I think there is a trend of virtual world projects pivoting to virtual office meeting/collaboration software when it doesn't do well.


Because that is where the grant money was. Also, the start space was a giant room so it had plenty of "space" to demo.


The only evolution of this software that anyone is currently working on is at

https://croquet.io/


I came across that, but it seems to have lost the open/p2p/distributed/no-permission-necessary nature that I find appealing.


Just a note, since a lot of people will probably miss it: this was made in the Squeak dialect of Smalltalk.


SecondLife cracked this 15 years ago.


Not really. SecondLife is a closed, centralized platform. I know the client is open source and that Open Simulator exists, but it's not quite the same thing. The Croquet Project[1] (what Open Cobalt is built on) allowed P2P virtual worlds that users could travel between.

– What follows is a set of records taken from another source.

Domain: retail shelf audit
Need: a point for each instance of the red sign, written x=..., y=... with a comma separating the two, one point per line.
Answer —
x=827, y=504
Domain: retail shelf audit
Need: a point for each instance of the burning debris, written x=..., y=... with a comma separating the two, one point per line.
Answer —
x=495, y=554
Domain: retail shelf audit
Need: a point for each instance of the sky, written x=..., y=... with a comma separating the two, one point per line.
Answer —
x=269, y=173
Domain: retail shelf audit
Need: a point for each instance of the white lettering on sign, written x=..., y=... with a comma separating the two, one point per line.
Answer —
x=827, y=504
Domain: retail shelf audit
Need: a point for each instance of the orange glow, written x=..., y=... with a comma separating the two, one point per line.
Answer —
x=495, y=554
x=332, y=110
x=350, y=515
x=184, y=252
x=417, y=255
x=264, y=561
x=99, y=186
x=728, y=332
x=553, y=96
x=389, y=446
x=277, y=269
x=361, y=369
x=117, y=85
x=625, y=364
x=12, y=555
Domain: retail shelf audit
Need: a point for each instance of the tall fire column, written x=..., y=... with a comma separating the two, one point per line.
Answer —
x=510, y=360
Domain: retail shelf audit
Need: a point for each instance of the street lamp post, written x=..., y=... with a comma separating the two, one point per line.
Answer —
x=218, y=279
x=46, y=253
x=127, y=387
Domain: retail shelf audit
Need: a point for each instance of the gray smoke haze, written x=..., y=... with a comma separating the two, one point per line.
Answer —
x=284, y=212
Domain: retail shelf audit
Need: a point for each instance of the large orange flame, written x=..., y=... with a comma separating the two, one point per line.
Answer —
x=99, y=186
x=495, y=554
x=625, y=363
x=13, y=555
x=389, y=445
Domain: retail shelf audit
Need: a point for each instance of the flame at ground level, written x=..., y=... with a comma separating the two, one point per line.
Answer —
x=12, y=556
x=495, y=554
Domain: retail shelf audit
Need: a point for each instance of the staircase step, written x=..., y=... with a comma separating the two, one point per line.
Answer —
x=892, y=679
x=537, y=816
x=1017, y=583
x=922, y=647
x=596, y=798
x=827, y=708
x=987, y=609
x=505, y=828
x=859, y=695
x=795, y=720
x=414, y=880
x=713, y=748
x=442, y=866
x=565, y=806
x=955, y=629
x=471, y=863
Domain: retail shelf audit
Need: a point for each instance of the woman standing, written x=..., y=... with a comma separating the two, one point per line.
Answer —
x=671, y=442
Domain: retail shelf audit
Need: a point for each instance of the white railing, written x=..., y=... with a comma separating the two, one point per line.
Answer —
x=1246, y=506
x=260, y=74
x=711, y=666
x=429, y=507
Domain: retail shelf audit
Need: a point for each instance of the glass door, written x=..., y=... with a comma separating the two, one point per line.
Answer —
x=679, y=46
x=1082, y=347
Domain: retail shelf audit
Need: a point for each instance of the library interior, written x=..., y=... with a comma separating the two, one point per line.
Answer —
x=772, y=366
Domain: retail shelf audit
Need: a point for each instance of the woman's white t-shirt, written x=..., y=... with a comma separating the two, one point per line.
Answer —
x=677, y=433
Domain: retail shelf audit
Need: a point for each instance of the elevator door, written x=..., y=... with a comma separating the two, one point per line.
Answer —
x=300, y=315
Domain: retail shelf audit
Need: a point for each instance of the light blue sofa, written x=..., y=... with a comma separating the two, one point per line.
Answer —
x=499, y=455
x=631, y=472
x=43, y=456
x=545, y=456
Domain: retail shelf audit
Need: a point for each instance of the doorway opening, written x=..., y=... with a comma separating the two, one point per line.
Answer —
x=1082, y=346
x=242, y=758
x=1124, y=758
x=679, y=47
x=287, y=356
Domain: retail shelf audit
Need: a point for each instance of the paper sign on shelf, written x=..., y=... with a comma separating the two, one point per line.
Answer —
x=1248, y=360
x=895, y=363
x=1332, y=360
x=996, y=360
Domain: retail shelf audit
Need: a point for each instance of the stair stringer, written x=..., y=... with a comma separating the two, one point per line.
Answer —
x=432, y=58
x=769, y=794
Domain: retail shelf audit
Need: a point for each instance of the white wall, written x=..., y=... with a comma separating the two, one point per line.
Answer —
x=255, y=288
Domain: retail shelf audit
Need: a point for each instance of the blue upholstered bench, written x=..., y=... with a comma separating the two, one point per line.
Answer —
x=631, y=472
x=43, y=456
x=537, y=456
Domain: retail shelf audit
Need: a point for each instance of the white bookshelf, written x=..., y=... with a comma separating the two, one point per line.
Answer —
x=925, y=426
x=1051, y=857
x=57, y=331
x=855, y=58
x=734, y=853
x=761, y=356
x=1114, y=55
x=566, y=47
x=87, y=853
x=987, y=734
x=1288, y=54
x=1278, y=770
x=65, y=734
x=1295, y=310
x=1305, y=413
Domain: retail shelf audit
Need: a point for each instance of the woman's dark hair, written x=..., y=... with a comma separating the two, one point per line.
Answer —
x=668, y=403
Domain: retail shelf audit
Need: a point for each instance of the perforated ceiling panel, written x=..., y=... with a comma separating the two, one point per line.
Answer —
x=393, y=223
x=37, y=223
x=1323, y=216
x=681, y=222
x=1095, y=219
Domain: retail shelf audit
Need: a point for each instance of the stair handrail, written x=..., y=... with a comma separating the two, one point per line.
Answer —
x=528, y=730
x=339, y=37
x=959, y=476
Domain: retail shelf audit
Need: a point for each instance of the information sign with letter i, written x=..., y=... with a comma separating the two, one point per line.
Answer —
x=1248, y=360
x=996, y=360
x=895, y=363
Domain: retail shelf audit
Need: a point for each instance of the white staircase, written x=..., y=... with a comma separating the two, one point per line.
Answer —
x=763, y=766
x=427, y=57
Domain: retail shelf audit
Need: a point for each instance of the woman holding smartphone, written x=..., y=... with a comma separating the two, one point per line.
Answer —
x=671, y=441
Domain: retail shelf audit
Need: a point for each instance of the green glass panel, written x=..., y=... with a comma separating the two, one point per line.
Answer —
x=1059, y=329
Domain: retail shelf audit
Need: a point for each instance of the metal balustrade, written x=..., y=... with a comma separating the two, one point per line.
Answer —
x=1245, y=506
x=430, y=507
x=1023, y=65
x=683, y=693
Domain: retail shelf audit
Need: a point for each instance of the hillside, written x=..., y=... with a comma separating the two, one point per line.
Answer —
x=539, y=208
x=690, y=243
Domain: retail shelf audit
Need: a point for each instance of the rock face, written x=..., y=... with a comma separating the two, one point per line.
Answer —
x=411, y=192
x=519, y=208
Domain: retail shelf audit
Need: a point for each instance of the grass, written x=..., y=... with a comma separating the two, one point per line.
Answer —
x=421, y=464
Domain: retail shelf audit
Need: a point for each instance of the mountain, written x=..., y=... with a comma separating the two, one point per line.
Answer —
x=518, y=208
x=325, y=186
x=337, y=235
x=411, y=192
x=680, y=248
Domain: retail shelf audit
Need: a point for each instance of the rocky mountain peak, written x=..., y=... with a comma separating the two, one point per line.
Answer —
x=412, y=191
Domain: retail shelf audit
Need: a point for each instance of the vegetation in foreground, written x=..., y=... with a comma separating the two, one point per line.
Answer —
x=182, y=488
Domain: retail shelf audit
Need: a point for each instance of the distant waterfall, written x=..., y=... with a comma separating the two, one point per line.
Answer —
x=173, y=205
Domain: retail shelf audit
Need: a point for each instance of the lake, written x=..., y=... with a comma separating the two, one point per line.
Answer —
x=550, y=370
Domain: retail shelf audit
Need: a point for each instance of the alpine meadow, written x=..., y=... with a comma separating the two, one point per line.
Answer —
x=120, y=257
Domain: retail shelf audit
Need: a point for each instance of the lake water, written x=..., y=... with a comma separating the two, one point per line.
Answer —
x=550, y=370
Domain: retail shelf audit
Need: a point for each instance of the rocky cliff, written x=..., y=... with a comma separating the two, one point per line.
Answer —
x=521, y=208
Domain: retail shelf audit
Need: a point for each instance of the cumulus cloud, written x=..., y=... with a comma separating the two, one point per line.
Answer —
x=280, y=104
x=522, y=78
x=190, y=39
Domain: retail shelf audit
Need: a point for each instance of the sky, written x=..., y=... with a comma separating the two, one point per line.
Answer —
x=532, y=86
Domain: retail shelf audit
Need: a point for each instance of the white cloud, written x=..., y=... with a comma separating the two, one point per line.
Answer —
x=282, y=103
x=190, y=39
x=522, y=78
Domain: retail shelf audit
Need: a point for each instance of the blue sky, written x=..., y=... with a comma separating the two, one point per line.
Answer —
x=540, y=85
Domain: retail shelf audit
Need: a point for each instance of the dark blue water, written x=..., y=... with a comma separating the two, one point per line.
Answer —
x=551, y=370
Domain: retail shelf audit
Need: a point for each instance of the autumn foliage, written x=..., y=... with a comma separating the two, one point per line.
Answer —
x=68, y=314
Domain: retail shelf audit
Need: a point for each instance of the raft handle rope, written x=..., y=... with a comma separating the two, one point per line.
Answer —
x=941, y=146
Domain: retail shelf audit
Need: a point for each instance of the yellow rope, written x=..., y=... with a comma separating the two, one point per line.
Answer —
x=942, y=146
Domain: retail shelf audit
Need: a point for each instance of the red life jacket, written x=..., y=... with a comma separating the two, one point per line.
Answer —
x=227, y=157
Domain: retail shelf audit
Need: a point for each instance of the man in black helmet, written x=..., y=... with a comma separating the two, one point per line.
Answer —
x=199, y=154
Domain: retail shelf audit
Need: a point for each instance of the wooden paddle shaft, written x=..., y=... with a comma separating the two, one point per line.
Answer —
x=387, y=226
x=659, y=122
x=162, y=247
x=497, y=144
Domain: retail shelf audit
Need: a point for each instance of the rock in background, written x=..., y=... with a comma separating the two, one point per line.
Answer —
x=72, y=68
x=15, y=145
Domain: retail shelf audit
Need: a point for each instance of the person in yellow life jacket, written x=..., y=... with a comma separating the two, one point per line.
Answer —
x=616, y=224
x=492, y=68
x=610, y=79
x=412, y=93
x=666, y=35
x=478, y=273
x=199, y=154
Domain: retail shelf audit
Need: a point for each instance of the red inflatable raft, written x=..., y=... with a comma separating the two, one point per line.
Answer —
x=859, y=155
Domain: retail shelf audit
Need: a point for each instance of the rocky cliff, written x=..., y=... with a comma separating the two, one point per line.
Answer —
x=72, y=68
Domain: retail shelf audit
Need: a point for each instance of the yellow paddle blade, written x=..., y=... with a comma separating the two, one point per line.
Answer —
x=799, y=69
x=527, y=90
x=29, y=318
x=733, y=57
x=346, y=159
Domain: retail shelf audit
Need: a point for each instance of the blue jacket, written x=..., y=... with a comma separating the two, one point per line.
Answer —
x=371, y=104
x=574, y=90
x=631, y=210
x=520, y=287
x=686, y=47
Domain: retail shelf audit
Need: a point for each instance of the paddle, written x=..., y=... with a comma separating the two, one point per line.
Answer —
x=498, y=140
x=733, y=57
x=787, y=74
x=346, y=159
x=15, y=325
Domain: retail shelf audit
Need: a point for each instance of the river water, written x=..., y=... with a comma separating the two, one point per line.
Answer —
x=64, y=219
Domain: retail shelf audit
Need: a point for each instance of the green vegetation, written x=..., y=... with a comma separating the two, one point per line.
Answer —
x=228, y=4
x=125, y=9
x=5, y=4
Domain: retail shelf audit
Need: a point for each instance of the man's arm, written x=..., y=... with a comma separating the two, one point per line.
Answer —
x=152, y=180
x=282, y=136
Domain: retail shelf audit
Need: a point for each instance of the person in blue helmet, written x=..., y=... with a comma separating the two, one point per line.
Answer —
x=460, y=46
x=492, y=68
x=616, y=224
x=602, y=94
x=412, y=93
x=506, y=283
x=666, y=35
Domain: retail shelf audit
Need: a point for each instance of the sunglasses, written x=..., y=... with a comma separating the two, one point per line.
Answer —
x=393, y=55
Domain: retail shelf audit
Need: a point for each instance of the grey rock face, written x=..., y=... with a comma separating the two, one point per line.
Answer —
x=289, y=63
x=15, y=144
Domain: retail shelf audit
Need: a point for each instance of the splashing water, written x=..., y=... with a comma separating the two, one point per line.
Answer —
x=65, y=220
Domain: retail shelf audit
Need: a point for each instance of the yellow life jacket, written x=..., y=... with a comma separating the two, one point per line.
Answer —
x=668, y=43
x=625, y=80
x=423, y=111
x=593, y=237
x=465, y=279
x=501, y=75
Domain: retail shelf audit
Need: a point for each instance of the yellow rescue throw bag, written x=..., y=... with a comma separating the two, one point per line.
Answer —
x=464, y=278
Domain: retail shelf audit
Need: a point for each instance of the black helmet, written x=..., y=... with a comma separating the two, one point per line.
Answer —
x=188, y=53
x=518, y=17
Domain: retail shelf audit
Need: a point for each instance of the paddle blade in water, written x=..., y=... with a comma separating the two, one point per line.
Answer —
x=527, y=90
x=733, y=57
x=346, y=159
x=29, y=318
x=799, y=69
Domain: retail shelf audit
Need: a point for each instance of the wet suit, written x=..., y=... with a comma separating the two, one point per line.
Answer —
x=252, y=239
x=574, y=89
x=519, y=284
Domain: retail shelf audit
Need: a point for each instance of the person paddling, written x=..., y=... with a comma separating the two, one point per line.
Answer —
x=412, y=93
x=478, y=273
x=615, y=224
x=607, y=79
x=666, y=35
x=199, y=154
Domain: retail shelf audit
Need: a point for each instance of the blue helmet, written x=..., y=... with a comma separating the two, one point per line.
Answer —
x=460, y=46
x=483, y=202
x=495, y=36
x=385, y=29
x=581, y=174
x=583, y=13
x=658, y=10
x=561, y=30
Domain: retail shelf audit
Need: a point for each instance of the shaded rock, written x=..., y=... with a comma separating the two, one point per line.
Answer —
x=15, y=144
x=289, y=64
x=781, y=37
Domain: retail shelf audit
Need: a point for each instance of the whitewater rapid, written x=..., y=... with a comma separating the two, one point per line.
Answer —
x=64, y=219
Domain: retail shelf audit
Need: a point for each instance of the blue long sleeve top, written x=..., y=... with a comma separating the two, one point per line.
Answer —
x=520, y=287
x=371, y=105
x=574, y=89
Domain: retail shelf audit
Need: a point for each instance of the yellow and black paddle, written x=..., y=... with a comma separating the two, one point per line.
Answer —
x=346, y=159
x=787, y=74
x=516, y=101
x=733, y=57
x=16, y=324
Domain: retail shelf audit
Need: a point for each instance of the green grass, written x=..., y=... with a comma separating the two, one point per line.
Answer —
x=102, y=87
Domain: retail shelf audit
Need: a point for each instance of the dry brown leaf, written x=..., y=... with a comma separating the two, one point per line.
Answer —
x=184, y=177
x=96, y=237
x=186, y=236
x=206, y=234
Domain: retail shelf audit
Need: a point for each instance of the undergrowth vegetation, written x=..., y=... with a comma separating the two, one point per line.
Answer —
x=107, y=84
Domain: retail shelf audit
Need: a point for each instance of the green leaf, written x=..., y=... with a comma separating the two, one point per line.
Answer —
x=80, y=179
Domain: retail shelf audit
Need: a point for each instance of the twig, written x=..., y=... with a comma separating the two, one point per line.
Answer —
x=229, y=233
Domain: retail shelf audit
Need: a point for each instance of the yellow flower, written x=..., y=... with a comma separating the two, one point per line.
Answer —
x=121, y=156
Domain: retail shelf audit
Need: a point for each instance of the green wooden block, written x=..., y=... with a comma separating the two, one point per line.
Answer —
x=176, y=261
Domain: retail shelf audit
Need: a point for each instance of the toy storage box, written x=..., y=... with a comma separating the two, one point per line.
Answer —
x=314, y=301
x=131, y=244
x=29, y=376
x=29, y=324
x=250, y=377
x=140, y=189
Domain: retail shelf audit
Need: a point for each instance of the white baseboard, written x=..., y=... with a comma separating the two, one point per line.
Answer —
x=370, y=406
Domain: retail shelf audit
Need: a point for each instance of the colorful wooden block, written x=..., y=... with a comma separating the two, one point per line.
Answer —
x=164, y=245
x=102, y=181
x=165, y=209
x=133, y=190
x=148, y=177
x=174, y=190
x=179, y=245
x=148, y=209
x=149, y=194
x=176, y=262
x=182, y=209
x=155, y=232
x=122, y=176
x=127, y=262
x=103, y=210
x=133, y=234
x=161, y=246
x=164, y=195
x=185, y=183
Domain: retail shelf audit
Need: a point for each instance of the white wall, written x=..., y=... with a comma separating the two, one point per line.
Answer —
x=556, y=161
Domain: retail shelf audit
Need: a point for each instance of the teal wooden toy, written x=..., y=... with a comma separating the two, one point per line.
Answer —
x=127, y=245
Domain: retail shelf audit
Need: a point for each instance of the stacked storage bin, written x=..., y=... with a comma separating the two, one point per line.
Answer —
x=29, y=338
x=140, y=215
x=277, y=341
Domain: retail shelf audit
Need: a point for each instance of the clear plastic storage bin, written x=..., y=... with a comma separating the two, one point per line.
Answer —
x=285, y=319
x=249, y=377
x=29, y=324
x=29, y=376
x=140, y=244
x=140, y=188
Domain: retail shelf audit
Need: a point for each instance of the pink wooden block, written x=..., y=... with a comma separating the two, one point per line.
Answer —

[1] https://en.wikipedia.org/wiki/Croquet_Project


OpenCobalt has been around even longer than SecondLife, if we count the various forks/renames (Croquet/OpenCroquet/Qwak/etc.)

Edit: It seems SecondLife is slightly older than I though (2003, versus Croquet's 2005)


Before that (in the 90s): Blaxxun Interactive.


I’m only missing OpenWonderland on HN front page now to have the complete Networked Virtual Environment nightmare combo from my PhD days.


Ya know, I had thought about submitting that link yesterday or so, but got distracted and never did. Submitted just now, since you brought it up!